The Bulli mine disaster occurred on 23 March 1887 at the Bulli Colliery in Bulli, New South Wales, Australia. A gas explosion blew out the tunnel mouth and resulted in the deaths of eighty-one men and boys. It is the second worst mining disaster in Australian history after the 1902 Mount Kembla mine disaster.

== Background ==
The Bulli Coal Mining Company was founded in 1863, loading its first shipment of coal on 22 June 1863.

The coal seams in Bulli are part of the Sydney Basin. Whilst the coal seams are far too deep in Sydney for their mining to be a viable economic proposition, the coal seams are closer to the surface in the Illawarra area.

The Bulli Seam was known at the time of the disaster as the '8 foot seam', and by the late 1800s was considered the easiest in the area to work as it had the thickest and most saleable coal.
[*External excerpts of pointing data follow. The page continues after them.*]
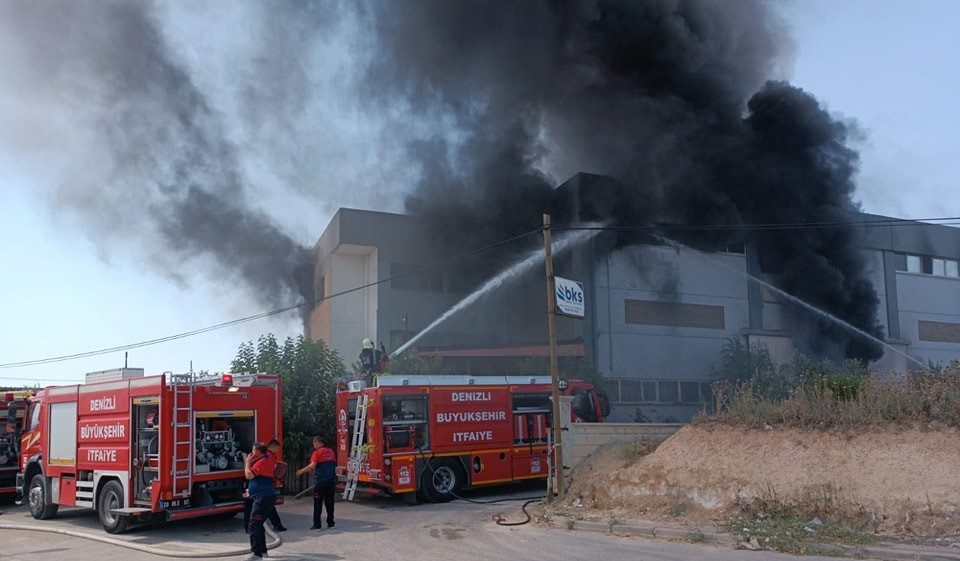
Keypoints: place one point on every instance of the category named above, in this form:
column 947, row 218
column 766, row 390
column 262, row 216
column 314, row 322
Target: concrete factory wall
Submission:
column 662, row 316
column 657, row 317
column 580, row 440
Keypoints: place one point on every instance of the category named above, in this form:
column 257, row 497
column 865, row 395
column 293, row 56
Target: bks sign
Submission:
column 570, row 299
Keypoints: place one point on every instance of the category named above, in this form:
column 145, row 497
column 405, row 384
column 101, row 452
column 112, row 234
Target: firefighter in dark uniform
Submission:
column 372, row 360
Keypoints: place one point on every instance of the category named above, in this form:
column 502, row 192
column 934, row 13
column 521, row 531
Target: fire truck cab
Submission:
column 13, row 406
column 138, row 448
column 431, row 436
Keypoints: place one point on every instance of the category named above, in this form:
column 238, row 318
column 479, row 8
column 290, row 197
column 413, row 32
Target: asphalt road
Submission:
column 369, row 530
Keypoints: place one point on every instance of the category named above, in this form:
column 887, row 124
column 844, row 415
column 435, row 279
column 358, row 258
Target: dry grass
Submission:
column 846, row 402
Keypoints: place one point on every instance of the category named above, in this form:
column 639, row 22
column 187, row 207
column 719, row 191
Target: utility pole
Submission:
column 554, row 370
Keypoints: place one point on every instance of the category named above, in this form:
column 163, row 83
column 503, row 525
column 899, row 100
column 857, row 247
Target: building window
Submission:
column 630, row 391
column 939, row 267
column 938, row 332
column 668, row 391
column 612, row 389
column 690, row 392
column 407, row 276
column 673, row 314
column 913, row 264
column 936, row 266
column 649, row 392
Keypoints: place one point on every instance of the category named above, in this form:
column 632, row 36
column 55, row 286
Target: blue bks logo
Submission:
column 565, row 293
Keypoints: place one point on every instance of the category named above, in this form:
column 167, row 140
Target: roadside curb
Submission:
column 890, row 552
column 153, row 549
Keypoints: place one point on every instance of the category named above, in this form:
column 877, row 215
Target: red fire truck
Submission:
column 137, row 448
column 430, row 436
column 13, row 404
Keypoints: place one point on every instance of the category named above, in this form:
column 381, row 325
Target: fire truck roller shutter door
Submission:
column 110, row 499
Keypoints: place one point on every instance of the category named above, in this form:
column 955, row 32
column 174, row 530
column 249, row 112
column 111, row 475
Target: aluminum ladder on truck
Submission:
column 181, row 470
column 357, row 448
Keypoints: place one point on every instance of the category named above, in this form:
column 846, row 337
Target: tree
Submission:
column 308, row 370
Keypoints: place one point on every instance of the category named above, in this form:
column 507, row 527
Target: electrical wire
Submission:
column 893, row 222
column 942, row 221
column 314, row 303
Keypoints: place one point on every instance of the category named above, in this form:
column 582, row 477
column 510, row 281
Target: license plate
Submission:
column 178, row 503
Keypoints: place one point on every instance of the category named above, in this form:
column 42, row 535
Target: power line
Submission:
column 894, row 222
column 261, row 315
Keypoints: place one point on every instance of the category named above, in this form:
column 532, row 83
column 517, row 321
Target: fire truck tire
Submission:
column 111, row 497
column 442, row 481
column 40, row 507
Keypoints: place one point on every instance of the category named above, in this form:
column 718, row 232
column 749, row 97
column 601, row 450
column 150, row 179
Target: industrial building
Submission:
column 656, row 316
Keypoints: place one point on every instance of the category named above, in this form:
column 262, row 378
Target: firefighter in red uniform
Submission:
column 259, row 467
column 323, row 464
column 273, row 448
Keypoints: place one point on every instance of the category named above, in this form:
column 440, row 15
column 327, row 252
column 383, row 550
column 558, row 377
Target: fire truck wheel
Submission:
column 37, row 499
column 442, row 480
column 111, row 498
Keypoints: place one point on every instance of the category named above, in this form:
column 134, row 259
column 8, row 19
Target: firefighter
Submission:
column 384, row 359
column 273, row 448
column 369, row 361
column 259, row 467
column 323, row 464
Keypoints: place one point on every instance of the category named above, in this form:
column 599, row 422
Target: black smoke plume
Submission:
column 672, row 98
column 152, row 162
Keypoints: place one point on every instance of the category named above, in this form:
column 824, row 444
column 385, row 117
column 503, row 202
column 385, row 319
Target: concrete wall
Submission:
column 928, row 298
column 626, row 350
column 580, row 440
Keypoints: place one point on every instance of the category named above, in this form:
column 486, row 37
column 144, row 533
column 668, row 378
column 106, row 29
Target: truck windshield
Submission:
column 583, row 405
column 32, row 419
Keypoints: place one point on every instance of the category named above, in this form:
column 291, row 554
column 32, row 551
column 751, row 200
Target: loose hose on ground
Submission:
column 276, row 541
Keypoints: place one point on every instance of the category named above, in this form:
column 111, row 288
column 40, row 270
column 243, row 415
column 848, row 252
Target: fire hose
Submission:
column 276, row 542
column 498, row 518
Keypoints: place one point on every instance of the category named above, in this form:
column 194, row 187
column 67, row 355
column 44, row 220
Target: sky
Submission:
column 890, row 66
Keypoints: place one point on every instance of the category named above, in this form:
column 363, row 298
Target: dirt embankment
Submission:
column 897, row 481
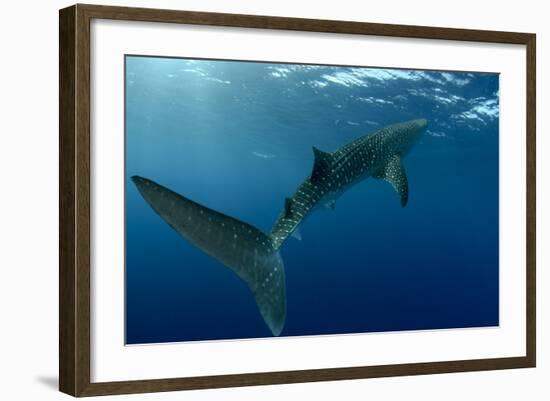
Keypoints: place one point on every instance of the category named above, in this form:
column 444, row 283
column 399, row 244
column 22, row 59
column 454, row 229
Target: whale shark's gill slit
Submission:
column 240, row 246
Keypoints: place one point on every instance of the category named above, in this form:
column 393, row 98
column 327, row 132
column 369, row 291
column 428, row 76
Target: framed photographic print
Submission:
column 252, row 200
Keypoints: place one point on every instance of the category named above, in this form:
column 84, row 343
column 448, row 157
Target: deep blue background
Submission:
column 237, row 137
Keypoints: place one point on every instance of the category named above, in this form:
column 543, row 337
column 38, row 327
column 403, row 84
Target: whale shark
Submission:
column 254, row 256
column 379, row 155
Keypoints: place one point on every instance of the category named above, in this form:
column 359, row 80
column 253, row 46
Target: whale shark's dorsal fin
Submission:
column 394, row 173
column 321, row 165
column 288, row 208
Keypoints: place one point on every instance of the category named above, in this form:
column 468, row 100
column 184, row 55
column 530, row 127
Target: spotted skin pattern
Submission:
column 238, row 245
column 378, row 155
column 253, row 255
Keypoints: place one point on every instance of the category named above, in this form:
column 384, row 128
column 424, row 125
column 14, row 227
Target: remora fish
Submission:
column 253, row 255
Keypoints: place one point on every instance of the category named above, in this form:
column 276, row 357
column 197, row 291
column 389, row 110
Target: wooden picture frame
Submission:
column 74, row 199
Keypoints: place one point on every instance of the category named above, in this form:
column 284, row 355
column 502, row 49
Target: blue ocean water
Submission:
column 237, row 137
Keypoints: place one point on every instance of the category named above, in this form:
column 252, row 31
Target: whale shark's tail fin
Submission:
column 241, row 247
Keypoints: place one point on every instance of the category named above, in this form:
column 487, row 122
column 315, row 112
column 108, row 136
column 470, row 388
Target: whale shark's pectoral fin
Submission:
column 321, row 165
column 394, row 173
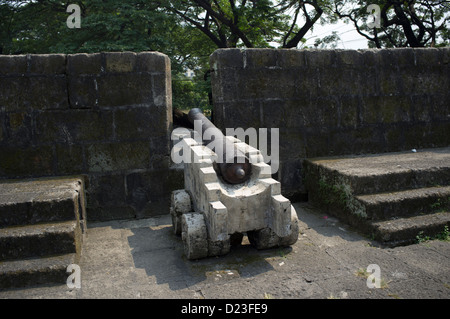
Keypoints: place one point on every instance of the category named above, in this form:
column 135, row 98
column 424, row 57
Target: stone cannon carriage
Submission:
column 227, row 195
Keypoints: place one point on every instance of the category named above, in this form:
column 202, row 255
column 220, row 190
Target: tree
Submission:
column 414, row 23
column 249, row 23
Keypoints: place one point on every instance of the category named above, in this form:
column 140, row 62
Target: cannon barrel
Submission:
column 234, row 166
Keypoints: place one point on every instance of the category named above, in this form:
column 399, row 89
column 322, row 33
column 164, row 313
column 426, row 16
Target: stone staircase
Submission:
column 42, row 224
column 391, row 197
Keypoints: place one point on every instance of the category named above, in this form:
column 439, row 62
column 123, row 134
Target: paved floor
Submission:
column 144, row 259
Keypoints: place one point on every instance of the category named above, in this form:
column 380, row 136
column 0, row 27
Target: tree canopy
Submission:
column 188, row 31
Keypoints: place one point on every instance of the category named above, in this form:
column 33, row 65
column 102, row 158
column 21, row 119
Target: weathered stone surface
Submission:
column 80, row 126
column 105, row 115
column 226, row 210
column 391, row 197
column 339, row 101
column 117, row 156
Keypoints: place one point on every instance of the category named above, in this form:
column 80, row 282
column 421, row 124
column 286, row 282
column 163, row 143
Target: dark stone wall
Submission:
column 106, row 116
column 334, row 102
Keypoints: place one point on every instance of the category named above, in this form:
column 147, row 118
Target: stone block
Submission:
column 153, row 62
column 349, row 106
column 119, row 62
column 106, row 190
column 26, row 162
column 83, row 91
column 395, row 109
column 73, row 127
column 125, row 89
column 19, row 128
column 260, row 58
column 139, row 123
column 13, row 64
column 106, row 213
column 226, row 58
column 291, row 58
column 349, row 58
column 370, row 109
column 110, row 157
column 83, row 63
column 320, row 58
column 48, row 92
column 69, row 159
column 38, row 92
column 47, row 63
column 12, row 97
column 162, row 92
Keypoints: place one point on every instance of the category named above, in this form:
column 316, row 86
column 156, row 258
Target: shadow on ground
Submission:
column 158, row 251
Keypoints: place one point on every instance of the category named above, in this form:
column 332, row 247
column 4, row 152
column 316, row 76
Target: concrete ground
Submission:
column 144, row 259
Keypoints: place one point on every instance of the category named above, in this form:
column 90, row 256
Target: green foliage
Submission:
column 404, row 23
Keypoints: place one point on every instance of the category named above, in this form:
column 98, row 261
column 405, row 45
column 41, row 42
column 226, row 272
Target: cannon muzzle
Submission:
column 233, row 165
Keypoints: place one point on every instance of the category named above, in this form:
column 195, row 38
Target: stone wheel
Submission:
column 194, row 235
column 180, row 203
column 266, row 238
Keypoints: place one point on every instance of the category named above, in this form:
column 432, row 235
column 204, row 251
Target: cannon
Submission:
column 227, row 194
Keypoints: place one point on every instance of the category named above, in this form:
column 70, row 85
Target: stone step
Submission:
column 391, row 196
column 36, row 271
column 57, row 238
column 405, row 203
column 42, row 223
column 408, row 230
column 24, row 202
column 377, row 173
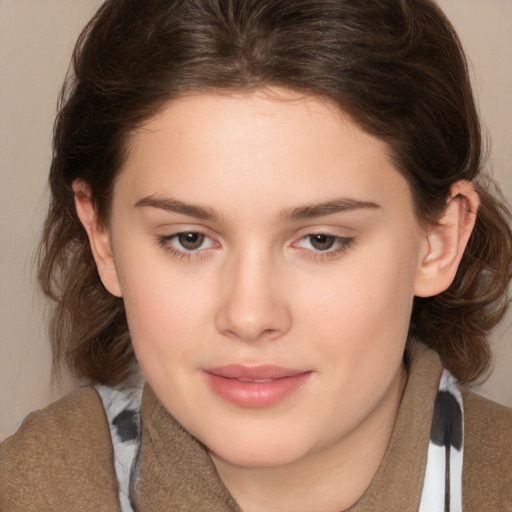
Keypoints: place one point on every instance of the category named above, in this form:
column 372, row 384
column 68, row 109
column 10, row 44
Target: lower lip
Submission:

Despite the gaseous nature of the seam, the Bulli Coal Mining Company decided to mine the Bulli Seam in 1884.

In January 1887, the owners of the Bulli Colliery decided to recruit non-unionised labour from Sydney due to local industrial disputes in 1886.

== Disaster ==
On Wednesday 23 March 1887, at 2:30pm, an explosion occurred at the Bulli Colliery.

The miners who survived the initial force of the explosion succumbed to the effects of asphyxiant afterdamp.

== Public inquiry ==
The New South Wales government was "embarrassed by the press of the day" and called for a Royal Commission into the disaster.

The Commission found that the explosion was likely caused by a naked light or overcharged shot igniting a pocket of gas, which resulted in a larger explosion of coal dust. The presence of a high amount of coal-dust in the atmosphere and the confined spaces of the mine both intensified the force of the explosion.

The Commission blamed Jerry Westwood or his colleage, who at the time of the explosion were working at the No.2 coal face. They believe one of these two men prepared and fired the shot that in the opinion of the Commission, "was the immediate or primary cause of the explosion".

== Aftermath ==
In 1895, the Bulli Colliery was sold to George Adams, the founder of Tattersall's.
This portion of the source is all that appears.